“Covid might break the pattern of growing inequality” – An Interview with Danny Dorling
Danny Dorling is a social geographer based at the University of Oxford. He has published more than a dozen books on issues related to social inequalities in Britain and around the world, most recently: Finntopia: What we can Learn from the World’s Happiest Country. Danny will be speaking at our Stronger Things on 11 March, as part of a three-day event. Sign up here.
What does the UK’s experience of the Covid pandemic tell us about inequality?
The Covid pandemic has been a story of inequality in so many ways.
When Covid first arrived in the UK it was brought in by people returning from skiing holidays and breaks in Ibiza. So at first it was found in the places these people were returning to – more often than not posh places. It hit the headlines so strongly partly because it affected celebrities and senior politicians – there was immediately a lot of Covid in both Kensington and Westminster.
It took two to three months to diffuse to other places. Today, we can see that it’s affecting people dramatically differently depending on their social class. After age, class is the most important factor determining whether you’ll be infected and be most likely to die from Covid.
“After age, class is the most important factor determining whether you’ll be infected and be most likely to die from Covid.”
Your class influences the type of job you have – and whether you have to be in contact with other people given the work you do. The ONS produced statistics last month showing the difference in mortality rates between professions, showing that people working in elementary occupations or caring, retail and other service occupations were three (or more) times more likely to die from Covid.
Class also affects where you live. Covid spreads far more easily in crowded cities. There’s also the psychological and health effects of living in a one or two-bed council flat eight storeys up – and the impact on children who aren’t going to school and have no access to a quiet space or a computer. I have a PhD in computer visualisation, know how to work computers and can afford them and I’ve only just managed to ensure that my children each have access to a screen to use for home school. Some parents will be at their wits’ ends.

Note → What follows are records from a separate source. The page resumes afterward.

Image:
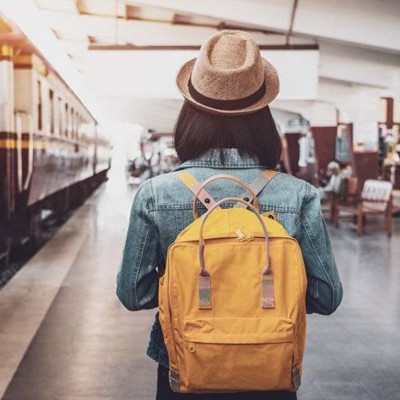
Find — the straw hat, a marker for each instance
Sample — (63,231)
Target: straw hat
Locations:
(229,76)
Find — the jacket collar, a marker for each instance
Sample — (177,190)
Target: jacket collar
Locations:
(231,157)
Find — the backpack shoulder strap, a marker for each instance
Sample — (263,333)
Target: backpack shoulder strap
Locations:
(258,185)
(190,181)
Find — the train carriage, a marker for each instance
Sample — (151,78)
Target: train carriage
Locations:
(51,153)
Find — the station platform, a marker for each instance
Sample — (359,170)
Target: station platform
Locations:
(65,336)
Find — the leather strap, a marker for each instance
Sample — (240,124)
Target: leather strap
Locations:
(257,185)
(188,179)
(223,177)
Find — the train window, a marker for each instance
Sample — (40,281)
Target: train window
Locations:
(60,121)
(39,106)
(72,123)
(78,125)
(51,108)
(66,120)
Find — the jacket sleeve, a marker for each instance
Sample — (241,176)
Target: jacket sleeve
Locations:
(324,289)
(137,279)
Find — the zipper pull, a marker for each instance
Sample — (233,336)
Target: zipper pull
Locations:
(241,236)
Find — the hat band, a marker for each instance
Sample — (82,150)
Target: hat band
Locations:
(238,104)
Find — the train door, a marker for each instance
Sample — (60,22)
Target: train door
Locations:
(7,136)
(24,127)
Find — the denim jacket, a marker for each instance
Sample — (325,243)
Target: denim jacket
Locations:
(163,207)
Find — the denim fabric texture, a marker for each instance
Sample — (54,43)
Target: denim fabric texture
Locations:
(163,207)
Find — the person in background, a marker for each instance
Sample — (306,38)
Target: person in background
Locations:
(334,180)
(224,126)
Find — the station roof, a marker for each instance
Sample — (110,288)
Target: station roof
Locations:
(127,52)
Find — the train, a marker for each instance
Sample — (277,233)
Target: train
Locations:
(52,155)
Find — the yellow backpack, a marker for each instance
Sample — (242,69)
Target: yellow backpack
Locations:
(232,301)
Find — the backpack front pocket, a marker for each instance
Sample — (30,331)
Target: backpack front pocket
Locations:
(238,354)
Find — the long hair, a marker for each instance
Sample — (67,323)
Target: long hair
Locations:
(255,134)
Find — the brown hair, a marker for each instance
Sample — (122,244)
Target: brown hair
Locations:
(254,134)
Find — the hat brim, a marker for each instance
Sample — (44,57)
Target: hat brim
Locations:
(271,82)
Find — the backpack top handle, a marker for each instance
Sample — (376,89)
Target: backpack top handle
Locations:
(267,279)
(224,177)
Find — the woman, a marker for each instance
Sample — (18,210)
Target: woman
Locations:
(225,125)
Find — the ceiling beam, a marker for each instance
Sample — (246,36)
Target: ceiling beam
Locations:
(374,25)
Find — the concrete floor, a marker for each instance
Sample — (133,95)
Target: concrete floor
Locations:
(66,337)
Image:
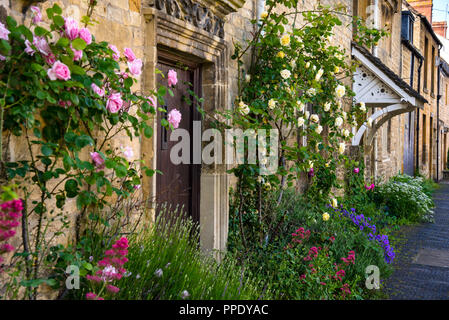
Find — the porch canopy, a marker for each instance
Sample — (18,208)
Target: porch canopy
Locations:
(378,86)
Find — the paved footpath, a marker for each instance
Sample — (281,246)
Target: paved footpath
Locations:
(422,266)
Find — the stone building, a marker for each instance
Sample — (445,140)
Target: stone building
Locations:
(200,34)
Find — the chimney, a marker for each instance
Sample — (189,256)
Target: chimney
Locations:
(440,28)
(423,6)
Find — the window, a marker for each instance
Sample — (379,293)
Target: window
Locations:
(387,24)
(432,73)
(426,61)
(424,147)
(407,26)
(361,8)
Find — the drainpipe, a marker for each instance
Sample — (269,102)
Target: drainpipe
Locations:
(260,7)
(438,113)
(421,60)
(376,22)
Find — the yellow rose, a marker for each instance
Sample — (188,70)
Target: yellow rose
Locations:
(285,40)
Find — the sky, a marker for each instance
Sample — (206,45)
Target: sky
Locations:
(439,10)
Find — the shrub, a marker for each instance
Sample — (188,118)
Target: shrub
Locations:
(405,197)
(165,262)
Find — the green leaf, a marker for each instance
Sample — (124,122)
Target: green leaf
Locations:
(58,20)
(71,187)
(63,42)
(46,150)
(79,44)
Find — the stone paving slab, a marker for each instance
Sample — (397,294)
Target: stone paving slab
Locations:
(422,266)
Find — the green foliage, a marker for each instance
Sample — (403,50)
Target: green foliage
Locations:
(170,246)
(407,197)
(60,122)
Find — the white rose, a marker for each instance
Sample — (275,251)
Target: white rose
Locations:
(319,74)
(311,91)
(340,91)
(338,121)
(362,106)
(307,114)
(286,74)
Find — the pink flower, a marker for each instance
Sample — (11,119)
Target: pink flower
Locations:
(172,78)
(114,103)
(77,54)
(71,28)
(93,296)
(28,49)
(128,153)
(129,54)
(65,104)
(37,16)
(116,54)
(50,59)
(112,289)
(85,34)
(97,89)
(97,159)
(135,67)
(4,33)
(59,71)
(174,118)
(42,45)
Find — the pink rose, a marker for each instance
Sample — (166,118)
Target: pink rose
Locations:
(116,54)
(28,49)
(129,54)
(42,45)
(151,101)
(97,89)
(128,152)
(97,159)
(172,78)
(85,34)
(37,16)
(174,118)
(135,67)
(59,71)
(114,103)
(77,54)
(4,33)
(50,59)
(71,28)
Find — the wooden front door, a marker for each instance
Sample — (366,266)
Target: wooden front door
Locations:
(178,185)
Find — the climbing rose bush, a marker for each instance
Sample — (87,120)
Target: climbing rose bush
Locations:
(68,97)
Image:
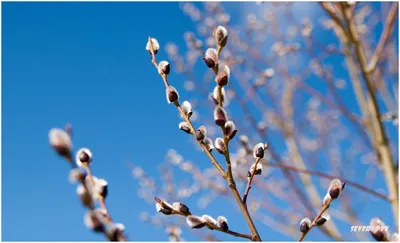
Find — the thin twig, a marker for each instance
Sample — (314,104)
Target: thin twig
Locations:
(229,179)
(314,223)
(192,129)
(380,138)
(211,226)
(384,37)
(250,179)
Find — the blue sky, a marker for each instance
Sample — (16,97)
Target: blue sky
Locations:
(85,63)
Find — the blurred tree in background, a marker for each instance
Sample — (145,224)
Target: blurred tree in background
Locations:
(319,83)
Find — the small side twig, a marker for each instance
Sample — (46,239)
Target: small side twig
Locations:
(249,180)
(208,224)
(314,223)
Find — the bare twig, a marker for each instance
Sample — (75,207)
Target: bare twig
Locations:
(314,222)
(249,180)
(384,37)
(211,226)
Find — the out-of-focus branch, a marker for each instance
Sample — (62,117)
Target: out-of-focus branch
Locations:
(380,139)
(384,37)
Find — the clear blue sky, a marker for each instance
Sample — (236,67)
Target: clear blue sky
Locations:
(85,63)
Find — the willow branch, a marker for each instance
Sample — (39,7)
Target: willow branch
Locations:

Could Covid affect our attitude towards inequality?
One ‘good’ thing about Covid is that we’ve all lived through it – it is a common experience.
There are limits to how much privilege can protect us. For our richer students at Oxford this pandemic has also felt terrible and bad – even though their health and economic risks have been much lower than middle aged people in working class occupations.
We have suddenly become dramatically poorer as a country – and we’ll start to feel this. But we may also see a collective response to having been through something together.
“We may also see a collective response to having been through something together.”
In the aftermath of the last ‘great ‘ pandemic (1918-1919) the tide turned and the UK became more politically and socially inclusive – it may be that this current pandemic, albeit it’s smaller and not accompanied by war, is what’s needed to break the pattern of growing inequality.
What can the UK learn from countries like Finland in terms of becoming more equal and happier?
Finland is one of the most equal countries in terms of distribution of income. It’s also been ranked the world’s happiest country for three years in a row – both for its total population and for the immigrants living there. It’s also one of the world’s most socially mobile countries – of all the countries in the world, only in Denmark does it matter less who your parents are for your prospects in later life.
The UK is currently bottom of the pack of comparable countries when it comes to our levels of inequality. But as the bottom child in what is in effect a class of around 30 European countries, we shouldn’t be trying to copy Finland immediately. We could start by looking at a country in the middle of the table, like Germany. Germany isn’t a radical socialist utopia – it’s a boring, conservative state. But it’s far ahead of us in terms of social cohesion and how it funds its public services. Look at the £350 million promised for the NHS during the Brexit debate for example – Germany spends over a billion pounds a week more than we do in the UK on its health service and it’s just seen as a norm.
Does community power have a role in tackling inequality?
I think real community power is in some ways the opposite to [David Cameron’s] Big Society vision. I think you unlock community power by involving the state as well. If local government don’t have enough money to build a community centre for people to come together then community power will struggle to get off the ground in the first place.
“I think you see more community power in more equitable countries.”
If we look globally – I think you see more community power in more equitable countries. In Japan for example everybody takes responsibility for cleaning the pavements free of snow or rubbish outside their house; in Norway every child visits the bedrooms of all their classmates at the beginning of the term.
In the UK and the US there is a certain amount of ‘fear of helping out’ – we have a big charity sectors but less of a norm of helping our neighbours.
What will you be speaking about at Stronger Things?
I’ll be talking about social equality – what the trends are, how Covid has affected this, what countries have stronger communities than others – where people trust each other more and why that might be.
And I’ll be talking about Levelling Up – how you actually do it – how it was done in the UK in the past and how it is achieved elsewhere in Europe.